Our country’s high population and the endemic public health problem of urinary system stones, coupled with our department’s status as a reference center for urinary system stone treatment, allowed us to conduct a study on a specific topic with a relatively low number of patients. Propensity-score matching allowed us to increase the level of evidence in our study. However, our study had several significant limitations. The retrospective design of our study is one of the most essential bias steps. The lack of standardized equipment for dilation (Amplatz dilator and balloon dilator) may have affected fluoroscopy time.

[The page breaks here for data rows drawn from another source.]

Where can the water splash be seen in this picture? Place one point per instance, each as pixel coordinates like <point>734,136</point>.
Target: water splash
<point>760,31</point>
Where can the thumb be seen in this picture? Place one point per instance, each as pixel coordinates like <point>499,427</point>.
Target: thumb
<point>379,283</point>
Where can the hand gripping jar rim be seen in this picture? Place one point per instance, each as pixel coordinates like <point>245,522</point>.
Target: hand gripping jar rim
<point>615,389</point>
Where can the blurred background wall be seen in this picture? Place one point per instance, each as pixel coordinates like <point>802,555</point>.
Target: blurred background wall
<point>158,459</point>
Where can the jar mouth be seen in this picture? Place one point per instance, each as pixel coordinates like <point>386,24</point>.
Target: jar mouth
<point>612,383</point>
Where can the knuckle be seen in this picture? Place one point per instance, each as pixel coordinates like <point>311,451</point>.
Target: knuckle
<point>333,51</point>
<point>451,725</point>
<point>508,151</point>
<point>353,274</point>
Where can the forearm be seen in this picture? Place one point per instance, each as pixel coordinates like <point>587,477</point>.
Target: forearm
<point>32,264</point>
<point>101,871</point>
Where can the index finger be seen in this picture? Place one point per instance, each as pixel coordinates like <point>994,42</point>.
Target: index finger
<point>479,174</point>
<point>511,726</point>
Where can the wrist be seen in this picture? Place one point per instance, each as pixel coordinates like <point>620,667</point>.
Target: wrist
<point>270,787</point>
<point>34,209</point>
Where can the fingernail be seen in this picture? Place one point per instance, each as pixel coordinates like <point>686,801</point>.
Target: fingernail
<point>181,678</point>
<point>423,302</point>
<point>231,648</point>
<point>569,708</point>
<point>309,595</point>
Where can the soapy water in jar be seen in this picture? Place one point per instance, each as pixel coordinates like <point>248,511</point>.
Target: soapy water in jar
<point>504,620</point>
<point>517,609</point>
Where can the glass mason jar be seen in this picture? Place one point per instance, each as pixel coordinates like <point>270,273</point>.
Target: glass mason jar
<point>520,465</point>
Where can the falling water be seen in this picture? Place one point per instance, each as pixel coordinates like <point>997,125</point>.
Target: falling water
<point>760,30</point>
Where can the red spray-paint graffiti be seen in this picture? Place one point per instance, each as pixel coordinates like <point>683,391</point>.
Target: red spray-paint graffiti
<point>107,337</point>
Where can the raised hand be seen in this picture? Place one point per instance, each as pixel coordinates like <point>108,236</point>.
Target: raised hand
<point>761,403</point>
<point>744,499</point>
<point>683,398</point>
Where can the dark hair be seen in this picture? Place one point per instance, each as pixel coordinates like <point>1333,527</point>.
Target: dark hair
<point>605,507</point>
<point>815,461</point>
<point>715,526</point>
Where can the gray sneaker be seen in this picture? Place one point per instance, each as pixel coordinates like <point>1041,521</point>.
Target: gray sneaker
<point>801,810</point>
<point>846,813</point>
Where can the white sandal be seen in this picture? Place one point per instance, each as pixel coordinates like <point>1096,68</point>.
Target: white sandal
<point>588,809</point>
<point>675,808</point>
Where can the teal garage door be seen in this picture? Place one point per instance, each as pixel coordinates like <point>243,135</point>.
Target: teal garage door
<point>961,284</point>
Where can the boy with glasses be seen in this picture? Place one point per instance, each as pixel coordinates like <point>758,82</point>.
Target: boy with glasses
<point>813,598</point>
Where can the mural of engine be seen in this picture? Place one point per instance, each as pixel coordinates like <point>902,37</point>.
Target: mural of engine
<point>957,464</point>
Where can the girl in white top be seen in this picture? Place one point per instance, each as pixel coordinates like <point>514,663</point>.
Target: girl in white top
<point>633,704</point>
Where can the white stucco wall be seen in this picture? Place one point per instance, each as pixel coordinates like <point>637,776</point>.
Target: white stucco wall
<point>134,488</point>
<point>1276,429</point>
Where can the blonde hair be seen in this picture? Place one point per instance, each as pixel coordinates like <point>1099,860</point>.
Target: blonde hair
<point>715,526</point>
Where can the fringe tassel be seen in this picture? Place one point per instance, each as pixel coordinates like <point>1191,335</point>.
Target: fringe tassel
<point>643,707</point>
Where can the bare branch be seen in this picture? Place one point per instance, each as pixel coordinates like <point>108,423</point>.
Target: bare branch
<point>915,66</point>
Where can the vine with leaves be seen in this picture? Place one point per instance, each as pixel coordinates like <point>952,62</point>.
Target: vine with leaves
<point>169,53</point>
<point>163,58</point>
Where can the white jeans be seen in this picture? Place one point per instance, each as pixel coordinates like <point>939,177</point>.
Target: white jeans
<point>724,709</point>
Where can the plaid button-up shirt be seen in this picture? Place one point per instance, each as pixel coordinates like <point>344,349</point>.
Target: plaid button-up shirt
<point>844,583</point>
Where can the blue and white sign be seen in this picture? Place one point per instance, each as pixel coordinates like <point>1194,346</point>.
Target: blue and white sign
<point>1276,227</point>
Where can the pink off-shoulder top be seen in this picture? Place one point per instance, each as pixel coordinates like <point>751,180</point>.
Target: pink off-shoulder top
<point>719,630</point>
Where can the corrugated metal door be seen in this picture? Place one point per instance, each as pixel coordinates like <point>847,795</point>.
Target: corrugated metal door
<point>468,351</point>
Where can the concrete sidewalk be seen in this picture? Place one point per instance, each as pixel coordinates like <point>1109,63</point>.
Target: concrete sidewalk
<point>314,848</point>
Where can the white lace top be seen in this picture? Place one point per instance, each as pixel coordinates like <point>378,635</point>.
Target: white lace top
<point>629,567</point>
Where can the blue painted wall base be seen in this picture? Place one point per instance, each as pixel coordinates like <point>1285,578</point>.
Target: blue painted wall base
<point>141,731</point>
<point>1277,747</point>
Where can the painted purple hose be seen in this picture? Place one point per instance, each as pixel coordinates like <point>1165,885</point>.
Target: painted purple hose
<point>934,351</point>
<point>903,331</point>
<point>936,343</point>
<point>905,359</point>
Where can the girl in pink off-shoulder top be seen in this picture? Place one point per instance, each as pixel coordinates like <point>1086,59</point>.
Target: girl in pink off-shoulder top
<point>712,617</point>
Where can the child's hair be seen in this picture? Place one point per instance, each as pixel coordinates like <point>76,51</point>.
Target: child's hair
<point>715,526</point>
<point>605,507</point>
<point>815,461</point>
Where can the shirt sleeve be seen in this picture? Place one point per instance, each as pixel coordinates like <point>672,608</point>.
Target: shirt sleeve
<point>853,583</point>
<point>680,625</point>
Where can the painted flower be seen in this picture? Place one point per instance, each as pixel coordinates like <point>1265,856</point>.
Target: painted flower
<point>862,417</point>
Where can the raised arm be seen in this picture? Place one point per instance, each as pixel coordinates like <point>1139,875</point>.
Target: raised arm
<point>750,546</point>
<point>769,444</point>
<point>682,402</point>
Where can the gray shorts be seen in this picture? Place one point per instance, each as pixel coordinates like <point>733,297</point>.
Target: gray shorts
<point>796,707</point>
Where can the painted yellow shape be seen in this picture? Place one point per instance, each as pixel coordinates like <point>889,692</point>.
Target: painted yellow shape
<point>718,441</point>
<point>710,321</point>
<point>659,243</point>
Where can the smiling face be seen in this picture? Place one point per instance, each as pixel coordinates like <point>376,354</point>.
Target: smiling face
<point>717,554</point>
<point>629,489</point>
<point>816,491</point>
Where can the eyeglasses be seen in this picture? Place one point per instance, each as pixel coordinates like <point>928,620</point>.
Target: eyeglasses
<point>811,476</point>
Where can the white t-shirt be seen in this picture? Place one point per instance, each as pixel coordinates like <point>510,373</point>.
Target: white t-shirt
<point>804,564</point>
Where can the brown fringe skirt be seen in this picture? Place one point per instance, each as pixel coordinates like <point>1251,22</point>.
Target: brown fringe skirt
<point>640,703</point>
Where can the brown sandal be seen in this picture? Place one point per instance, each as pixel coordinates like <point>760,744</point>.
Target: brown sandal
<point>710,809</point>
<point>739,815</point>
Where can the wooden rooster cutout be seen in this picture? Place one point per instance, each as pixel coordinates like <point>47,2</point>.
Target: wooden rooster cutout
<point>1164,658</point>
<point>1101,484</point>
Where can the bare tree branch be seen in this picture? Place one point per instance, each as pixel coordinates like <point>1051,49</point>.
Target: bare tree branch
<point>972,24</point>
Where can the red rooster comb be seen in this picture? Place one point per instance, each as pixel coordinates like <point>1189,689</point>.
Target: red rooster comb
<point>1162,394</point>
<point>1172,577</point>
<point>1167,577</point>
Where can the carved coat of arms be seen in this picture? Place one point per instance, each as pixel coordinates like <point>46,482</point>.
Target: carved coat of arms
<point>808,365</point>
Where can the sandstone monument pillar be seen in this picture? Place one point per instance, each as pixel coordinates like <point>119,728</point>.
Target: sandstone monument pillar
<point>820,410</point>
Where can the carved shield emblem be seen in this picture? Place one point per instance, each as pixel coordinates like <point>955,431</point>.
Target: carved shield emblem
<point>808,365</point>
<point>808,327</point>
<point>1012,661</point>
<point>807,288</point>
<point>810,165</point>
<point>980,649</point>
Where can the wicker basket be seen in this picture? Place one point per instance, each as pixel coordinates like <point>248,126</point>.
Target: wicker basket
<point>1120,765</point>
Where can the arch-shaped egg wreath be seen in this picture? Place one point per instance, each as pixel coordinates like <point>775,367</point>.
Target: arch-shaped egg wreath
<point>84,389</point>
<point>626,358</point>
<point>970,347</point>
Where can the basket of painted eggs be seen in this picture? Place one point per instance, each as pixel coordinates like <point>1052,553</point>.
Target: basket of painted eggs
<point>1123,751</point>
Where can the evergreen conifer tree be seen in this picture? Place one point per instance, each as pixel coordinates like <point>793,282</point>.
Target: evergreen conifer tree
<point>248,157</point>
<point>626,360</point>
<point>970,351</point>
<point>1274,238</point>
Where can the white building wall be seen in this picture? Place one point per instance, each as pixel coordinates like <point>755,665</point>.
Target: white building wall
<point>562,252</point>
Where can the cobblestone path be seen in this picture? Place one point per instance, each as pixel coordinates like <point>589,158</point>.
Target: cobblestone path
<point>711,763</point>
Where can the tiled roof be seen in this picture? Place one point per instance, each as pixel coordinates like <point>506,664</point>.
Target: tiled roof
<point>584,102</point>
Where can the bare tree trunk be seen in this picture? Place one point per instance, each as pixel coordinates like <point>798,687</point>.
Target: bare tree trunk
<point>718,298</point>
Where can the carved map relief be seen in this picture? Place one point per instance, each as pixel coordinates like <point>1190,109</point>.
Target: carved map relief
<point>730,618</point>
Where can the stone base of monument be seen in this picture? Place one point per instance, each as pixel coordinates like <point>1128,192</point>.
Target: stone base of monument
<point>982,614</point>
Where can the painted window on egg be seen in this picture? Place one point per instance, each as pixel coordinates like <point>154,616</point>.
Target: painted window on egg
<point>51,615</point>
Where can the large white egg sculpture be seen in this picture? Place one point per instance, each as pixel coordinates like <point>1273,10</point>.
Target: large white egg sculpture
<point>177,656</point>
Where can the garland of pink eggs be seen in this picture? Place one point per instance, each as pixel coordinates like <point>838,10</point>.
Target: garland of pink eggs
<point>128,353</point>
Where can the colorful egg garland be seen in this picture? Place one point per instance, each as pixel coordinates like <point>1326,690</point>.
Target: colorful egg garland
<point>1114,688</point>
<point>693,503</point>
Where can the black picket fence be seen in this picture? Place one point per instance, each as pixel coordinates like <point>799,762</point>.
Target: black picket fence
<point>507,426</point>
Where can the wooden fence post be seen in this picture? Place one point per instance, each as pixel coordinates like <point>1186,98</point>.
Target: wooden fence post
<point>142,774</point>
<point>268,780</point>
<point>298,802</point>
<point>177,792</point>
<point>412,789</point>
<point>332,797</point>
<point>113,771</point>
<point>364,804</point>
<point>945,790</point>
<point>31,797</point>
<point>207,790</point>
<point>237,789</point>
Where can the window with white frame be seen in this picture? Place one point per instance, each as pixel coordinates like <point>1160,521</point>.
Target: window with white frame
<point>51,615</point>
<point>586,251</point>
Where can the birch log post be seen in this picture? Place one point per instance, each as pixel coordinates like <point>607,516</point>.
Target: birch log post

Not including stone density, hydronephrosis, and the number of tracts in the propensity model may have prevented the groups from becoming more homogeneous. Assessing stone size using the largest diameter and not measuring volume in three dimensions may have prevented objective assessment of stone burden. Using different imaging modalities for stone-free evaluation reduces the reliability of SFR. Because puncture times were not available for some cases in our database, we were unable to include this time in our study. The fact that PCNL was not performed by the same surgeon (performed by or under the supervision of two experienced surgeons) may hinder the generalizability of the results. Both surgeons were experienced in PCNL at the beginning of the study. However, the use of fluoroscopy may have decreased, and their experience in surgical technique may have increased during this period, as the study data spanned over four years. Although it is known that one of the simplest ways to assess radiation exposure is to measure fluoroscopy time, technical data recorded from the C-Arm screen or Air Kerma (Kinetic Energy Released per unit MAss) or Dose–Area Product (DAP), which is the air kerma multiplied by the area, could provide more objective details.
Conclusion
This study demonstrated that the use of intermittent fluoroscopy in supine PCNL dramatically reduced fluoroscopy time, the most important parameter determining radiation exposure, without adversely affecting clinical outcomes such as surgical success, complication rates, operative time, or hospital stay. Adopting this method, particularly in centers with experienced surgeons and a high patient volume, may contribute to reducing cumulative radiation risk for both surgeons and patients.